The strongest meteor outburst that Kinsman and Asher pinned down to a particular date occurred on 10 April 531 CE, when three different comet trails intercepted Earth at the same time. They indicate in their paper that this extreme outburst was "likely the most intense that the Maya would have seen during the Classic Period." Four days after the 531 CE Eta Aquariid outburst, the ruler K'an I ascended to power in Caracol (in modern Belize).

Archaeoastronomy: Two Research Fields, One Idea

Kinsman began investigating whether the Maya had observed comets or meteors back in 2011. He met Asher at the Meteoroids 2013 conference in Poznań, Poland, where Kinsman was presenting preliminary work on the Maya and meteors.

"It captures the imagination," Asher said. "I was so fascinated to hear Hutch's lecture four years ago...I thought, 'Oh, that sounds interesting!'"
Maya Ruins Belize
© Hutch KinsmanRuins of the Maya temple designated “Structure A6” at the center of the Mayan ruins in Caracol, Belize, photographed on 7 May. The ancient city was the site of a royal accession in 531 CE, 4 days after an extremely bright outburst of the Eta Aquariid meteor shower.
The two began collaborating in early 2015 and completed most of their work when Kinsman was invited to visit Armagh Observatory that summer. This research was a departure from the norm for both Kinsman and Asher, their first steps into the collaborative field of archaeoastronomy.

The fruit of this first venture is producing mixed reactions from other experts in Mayan history and hieroglyphics.

Their work "is a valid beginning toward the study of an important and likely historical insight into the timing of Maya[n] ceremonial events," Mark Van Stone, a professor and art historian at Southwestern College in Chula Vista, Calif., told Eos.

However, John Henderson, a professor of anthropology at Cornell University in Ithaca, N.Y., cautioned that the researchers' results merely imply a statistical correlation between meteor outbursts and meaningful events; the team made no attempt to identify a Maya logic for the connections or reanalyze Maya codices, he noted.
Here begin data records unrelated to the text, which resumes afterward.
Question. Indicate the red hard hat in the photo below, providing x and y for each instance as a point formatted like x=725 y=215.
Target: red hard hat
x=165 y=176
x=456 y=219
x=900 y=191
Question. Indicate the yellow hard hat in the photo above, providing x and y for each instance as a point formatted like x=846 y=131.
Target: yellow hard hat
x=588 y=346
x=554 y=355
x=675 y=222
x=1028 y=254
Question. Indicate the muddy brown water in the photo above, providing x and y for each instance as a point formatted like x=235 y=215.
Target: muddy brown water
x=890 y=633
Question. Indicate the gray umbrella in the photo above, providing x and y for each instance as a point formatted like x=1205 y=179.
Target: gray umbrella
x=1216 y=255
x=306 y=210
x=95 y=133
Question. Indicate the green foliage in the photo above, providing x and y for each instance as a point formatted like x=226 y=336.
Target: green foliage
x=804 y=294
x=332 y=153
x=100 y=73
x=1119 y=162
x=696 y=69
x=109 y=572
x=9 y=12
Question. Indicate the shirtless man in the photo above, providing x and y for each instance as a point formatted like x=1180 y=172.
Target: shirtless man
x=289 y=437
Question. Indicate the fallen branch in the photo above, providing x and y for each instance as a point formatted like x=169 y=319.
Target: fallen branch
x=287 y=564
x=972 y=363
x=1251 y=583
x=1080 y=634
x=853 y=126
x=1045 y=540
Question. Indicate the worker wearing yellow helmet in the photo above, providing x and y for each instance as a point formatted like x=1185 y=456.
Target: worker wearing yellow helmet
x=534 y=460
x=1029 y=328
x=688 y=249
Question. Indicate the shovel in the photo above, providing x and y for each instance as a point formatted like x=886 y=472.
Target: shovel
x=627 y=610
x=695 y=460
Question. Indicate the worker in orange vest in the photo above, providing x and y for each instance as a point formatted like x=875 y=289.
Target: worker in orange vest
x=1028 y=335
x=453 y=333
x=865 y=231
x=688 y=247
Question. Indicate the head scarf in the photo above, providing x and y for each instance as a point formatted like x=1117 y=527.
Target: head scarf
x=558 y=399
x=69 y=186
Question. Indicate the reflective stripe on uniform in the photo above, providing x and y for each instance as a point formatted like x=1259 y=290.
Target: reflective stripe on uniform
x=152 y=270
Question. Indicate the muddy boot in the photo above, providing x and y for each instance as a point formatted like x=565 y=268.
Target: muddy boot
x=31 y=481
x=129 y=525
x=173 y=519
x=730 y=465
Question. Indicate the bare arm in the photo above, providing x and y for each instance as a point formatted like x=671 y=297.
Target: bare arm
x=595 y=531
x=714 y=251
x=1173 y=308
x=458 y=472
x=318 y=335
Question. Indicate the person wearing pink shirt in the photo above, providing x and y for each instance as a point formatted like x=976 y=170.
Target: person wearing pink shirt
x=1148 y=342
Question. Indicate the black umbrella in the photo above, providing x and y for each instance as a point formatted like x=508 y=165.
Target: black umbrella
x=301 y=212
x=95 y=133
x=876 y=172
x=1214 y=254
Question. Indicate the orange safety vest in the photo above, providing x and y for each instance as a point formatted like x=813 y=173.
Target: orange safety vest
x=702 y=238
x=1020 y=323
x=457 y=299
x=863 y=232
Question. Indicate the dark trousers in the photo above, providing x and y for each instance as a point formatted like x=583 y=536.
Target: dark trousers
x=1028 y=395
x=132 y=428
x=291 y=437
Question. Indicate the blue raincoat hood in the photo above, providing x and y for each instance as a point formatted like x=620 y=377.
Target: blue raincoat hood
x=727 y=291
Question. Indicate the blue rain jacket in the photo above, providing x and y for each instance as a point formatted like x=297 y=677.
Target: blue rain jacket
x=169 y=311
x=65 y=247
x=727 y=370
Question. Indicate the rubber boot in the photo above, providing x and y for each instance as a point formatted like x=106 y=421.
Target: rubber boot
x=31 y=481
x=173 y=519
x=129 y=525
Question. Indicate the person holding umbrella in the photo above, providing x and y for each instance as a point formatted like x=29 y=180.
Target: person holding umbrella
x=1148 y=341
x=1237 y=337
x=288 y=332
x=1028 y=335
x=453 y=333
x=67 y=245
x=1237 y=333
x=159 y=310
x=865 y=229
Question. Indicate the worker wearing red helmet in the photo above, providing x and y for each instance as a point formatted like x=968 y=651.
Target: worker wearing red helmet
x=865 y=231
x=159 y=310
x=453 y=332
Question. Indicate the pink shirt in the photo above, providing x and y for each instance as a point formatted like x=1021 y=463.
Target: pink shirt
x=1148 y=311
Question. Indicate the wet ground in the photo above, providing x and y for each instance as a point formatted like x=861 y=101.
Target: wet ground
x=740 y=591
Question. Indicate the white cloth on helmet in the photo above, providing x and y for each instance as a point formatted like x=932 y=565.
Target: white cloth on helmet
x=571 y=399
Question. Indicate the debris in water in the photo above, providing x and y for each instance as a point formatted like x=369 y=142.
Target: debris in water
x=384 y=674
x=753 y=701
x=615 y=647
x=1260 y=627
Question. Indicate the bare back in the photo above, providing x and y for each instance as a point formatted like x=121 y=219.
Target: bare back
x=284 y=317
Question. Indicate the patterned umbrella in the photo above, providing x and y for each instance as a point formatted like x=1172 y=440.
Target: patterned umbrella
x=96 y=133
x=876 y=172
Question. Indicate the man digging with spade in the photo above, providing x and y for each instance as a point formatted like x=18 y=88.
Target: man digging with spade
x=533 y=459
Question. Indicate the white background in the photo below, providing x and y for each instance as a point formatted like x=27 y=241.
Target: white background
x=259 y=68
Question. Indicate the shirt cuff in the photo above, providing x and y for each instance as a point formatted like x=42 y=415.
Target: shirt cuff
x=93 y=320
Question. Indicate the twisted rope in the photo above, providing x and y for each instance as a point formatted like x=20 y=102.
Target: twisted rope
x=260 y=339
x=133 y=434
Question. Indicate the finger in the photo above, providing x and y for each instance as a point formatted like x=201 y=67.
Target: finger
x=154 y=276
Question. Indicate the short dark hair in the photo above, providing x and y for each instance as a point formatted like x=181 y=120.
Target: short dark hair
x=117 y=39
Perhaps if the correlations all applied to a single kind of event or if the celestial events occurred more closely in time to the terrestrial ones, he would find the results more persuasive, Henderson added.

Expanding to Other Meteor Showers

No other researchers have conducted a comprehensive search before for possible meteor events across the entire Mayan Classic Period, said Kinsman. Previous attempts to connect meteor activity and historical events in pre-Hispanic Western civilizations have focused on only one or two meteor events at a time.
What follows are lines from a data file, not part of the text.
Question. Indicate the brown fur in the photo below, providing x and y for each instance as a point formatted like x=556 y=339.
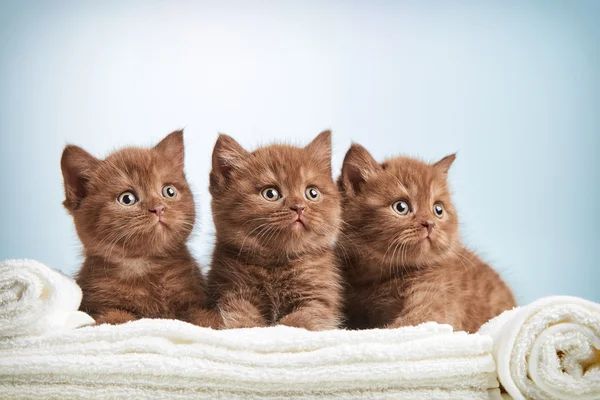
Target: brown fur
x=135 y=266
x=397 y=274
x=266 y=268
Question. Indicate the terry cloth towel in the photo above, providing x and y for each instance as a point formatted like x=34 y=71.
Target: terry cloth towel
x=549 y=349
x=155 y=358
x=35 y=300
x=173 y=359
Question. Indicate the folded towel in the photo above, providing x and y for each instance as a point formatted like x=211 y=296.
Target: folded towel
x=549 y=349
x=35 y=300
x=174 y=359
x=41 y=356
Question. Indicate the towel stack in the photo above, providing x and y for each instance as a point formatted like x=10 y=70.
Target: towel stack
x=177 y=360
x=549 y=349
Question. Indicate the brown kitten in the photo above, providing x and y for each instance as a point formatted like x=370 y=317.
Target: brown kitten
x=401 y=252
x=276 y=213
x=134 y=212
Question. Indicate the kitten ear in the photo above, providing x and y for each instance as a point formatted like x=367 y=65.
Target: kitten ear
x=172 y=148
x=227 y=155
x=320 y=147
x=445 y=163
x=76 y=165
x=358 y=166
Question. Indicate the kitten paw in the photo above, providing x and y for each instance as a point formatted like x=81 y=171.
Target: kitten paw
x=115 y=317
x=308 y=322
x=205 y=318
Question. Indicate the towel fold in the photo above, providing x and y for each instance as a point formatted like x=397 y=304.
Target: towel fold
x=174 y=359
x=36 y=300
x=41 y=356
x=549 y=349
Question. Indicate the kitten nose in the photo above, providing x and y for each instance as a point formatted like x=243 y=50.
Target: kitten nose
x=429 y=224
x=299 y=208
x=158 y=210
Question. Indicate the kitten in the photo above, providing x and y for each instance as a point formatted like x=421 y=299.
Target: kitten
x=401 y=252
x=276 y=213
x=134 y=212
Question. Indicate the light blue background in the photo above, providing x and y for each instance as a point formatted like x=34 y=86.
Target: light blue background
x=514 y=87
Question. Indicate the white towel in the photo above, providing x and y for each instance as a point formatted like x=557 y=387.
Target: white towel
x=35 y=300
x=174 y=359
x=41 y=358
x=549 y=349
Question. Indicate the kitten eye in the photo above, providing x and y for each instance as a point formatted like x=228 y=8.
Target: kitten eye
x=127 y=198
x=312 y=193
x=401 y=207
x=169 y=192
x=438 y=210
x=270 y=194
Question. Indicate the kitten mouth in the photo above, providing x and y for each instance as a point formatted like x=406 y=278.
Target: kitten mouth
x=299 y=223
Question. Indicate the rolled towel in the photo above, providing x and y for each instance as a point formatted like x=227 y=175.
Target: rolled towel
x=36 y=300
x=549 y=349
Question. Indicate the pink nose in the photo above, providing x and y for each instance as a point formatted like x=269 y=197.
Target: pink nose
x=299 y=208
x=429 y=225
x=158 y=210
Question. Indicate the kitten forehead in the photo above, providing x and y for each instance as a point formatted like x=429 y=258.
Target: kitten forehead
x=136 y=166
x=285 y=163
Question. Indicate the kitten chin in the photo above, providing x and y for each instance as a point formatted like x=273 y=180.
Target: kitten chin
x=134 y=212
x=276 y=213
x=400 y=250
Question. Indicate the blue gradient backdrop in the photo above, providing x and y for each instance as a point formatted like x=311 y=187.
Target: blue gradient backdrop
x=513 y=86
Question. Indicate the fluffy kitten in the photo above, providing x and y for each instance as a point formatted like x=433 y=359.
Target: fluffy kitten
x=276 y=213
x=401 y=252
x=134 y=212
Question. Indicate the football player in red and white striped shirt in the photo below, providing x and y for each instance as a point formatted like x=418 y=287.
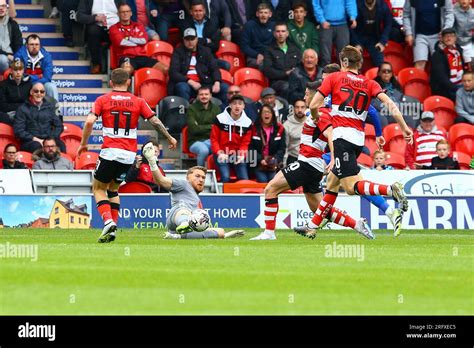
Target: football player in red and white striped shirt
x=307 y=171
x=120 y=112
x=351 y=96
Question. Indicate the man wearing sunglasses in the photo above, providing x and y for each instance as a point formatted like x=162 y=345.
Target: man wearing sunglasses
x=36 y=120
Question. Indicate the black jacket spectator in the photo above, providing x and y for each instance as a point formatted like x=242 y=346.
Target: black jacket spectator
x=297 y=82
x=12 y=96
x=206 y=66
x=210 y=31
x=16 y=39
x=41 y=122
x=440 y=74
He and Asher plan to continue their Mayan archaeoastronomy investigation by analyzing other prominent meteor showers like the Orionids and Perseids, he said. Kinsman is already running their computer model to predict Orionid outbursts during the Mayan Classic Period.

"That's what makes [this idea] exciting," Asher explained, "when it draws together two topics which are on the face of it very different but realizing that there's actually a connection there."